Stephen Schork: Oil Can't Go Below Zero
  • Former BP chairman says `too much oil' on global market
  • More exports from Iran may push crude down from 12-year lows

Oil prices are likely to stay at current levels of about $30 a barrel for some time as the energy market weathers a “supply shock,” Glencore Chairman Tony Hayward said. 

There’s “too much oil” and demand growth is slowing, Hayward, who was chief executive officer of BP Plc from 2007 to 2010, said in an interview on the sidelines of the World Economic Forum in Davos, Switzerland. Glencore, based in Baar, Switzerland, is one of the world’s largest oil trading houses, along with Vitol Group and Trafigura Pte Ltd. 

Tony Hayward in Davos
Tony Hayward in Davos
Photographer: Matthew Lloyd/Bloomberg

Hayward’s view matches a growing consensus in the oil industry with Brent and West Texas Intermediate crudes settling below $29 a barrel Tuesday. Brent, the global benchmark, slipped to $27.67 in intraday trading Monday and WTI dipped to $28.21 Tuesday, both levels not seen since 2003.

More production from Iran may add to the glut. With nuclear sanctions against it lifted, the Middle East country announced plans to boost output by 500,000 barrels a day. 

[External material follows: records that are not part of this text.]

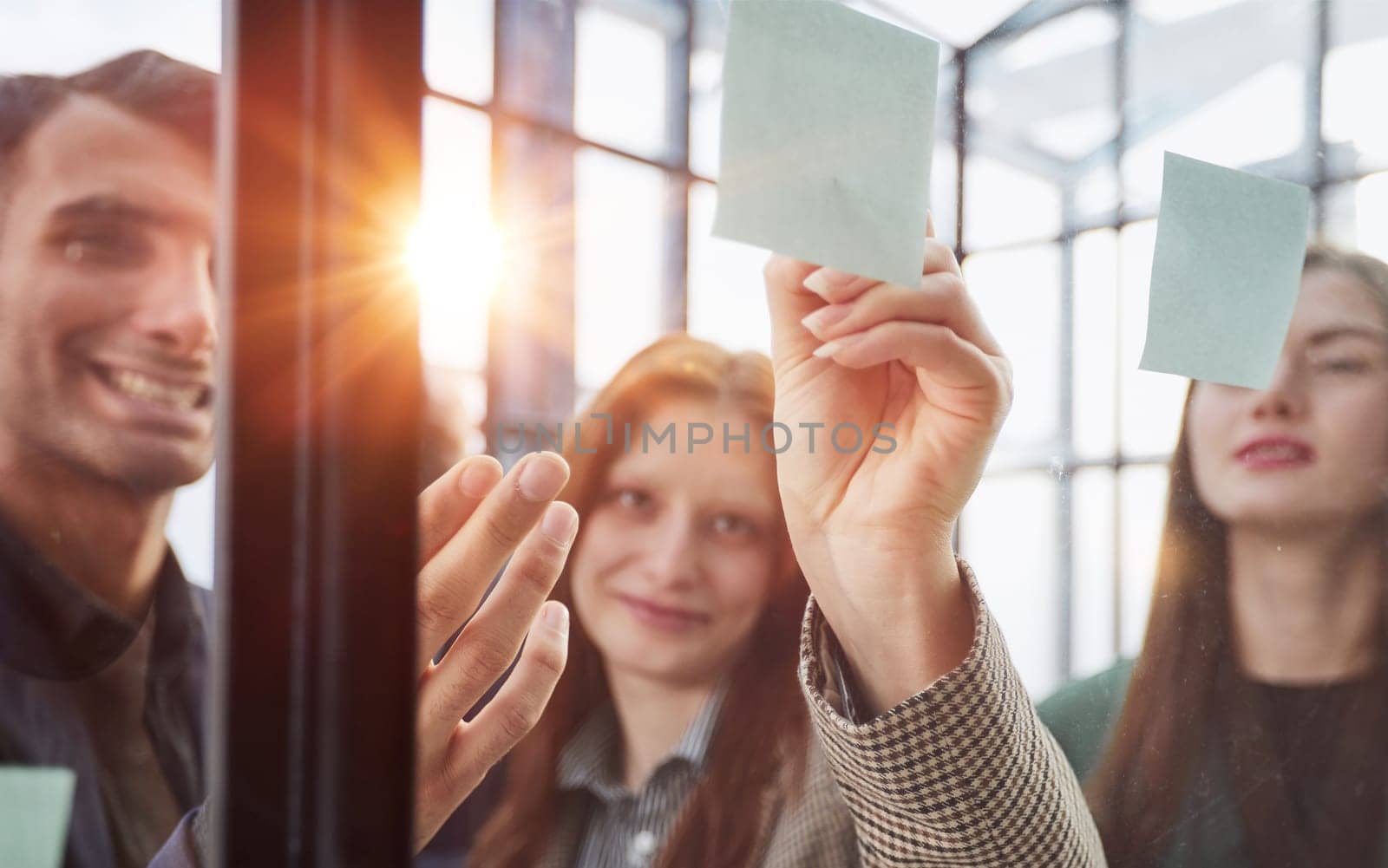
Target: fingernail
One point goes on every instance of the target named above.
(828, 279)
(557, 617)
(560, 523)
(541, 477)
(826, 317)
(476, 480)
(832, 347)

In response, analysts have cut first-quarter adjusted earnings-per-share forecasts in the past month for some of the world’s largest energy companies, including Exxon Mobil Corp., Chevron Corp., Royal Dutch Shell Plc, Total SA, Eni SpA, Statoil ASA and Repsol SA, according to estimates compiled by Bloomberg. 

Earnings Announcements

On Wednesday, Shell will become the first major oil producer to announce annual earnings, ahead of schedule as it enters the final stages of its plan to buy BG Group Plc in the industry’s biggest deal in years.

Hayward said oil demand growth, which was the most in two decades in 2015, would slow this year. The International Energy Agency on Tuesday said that oil consumption will increase this year by 1.2 million barrels a day, after rising by 1.7 million in 2015.

The Paris-based IEA said in its monthly report the "the oil market could drown in oversupply," pushing prices down further. It cited a potential demand slowdown from the mild Northern Hemisphere winter and Iran’s return to the energy market.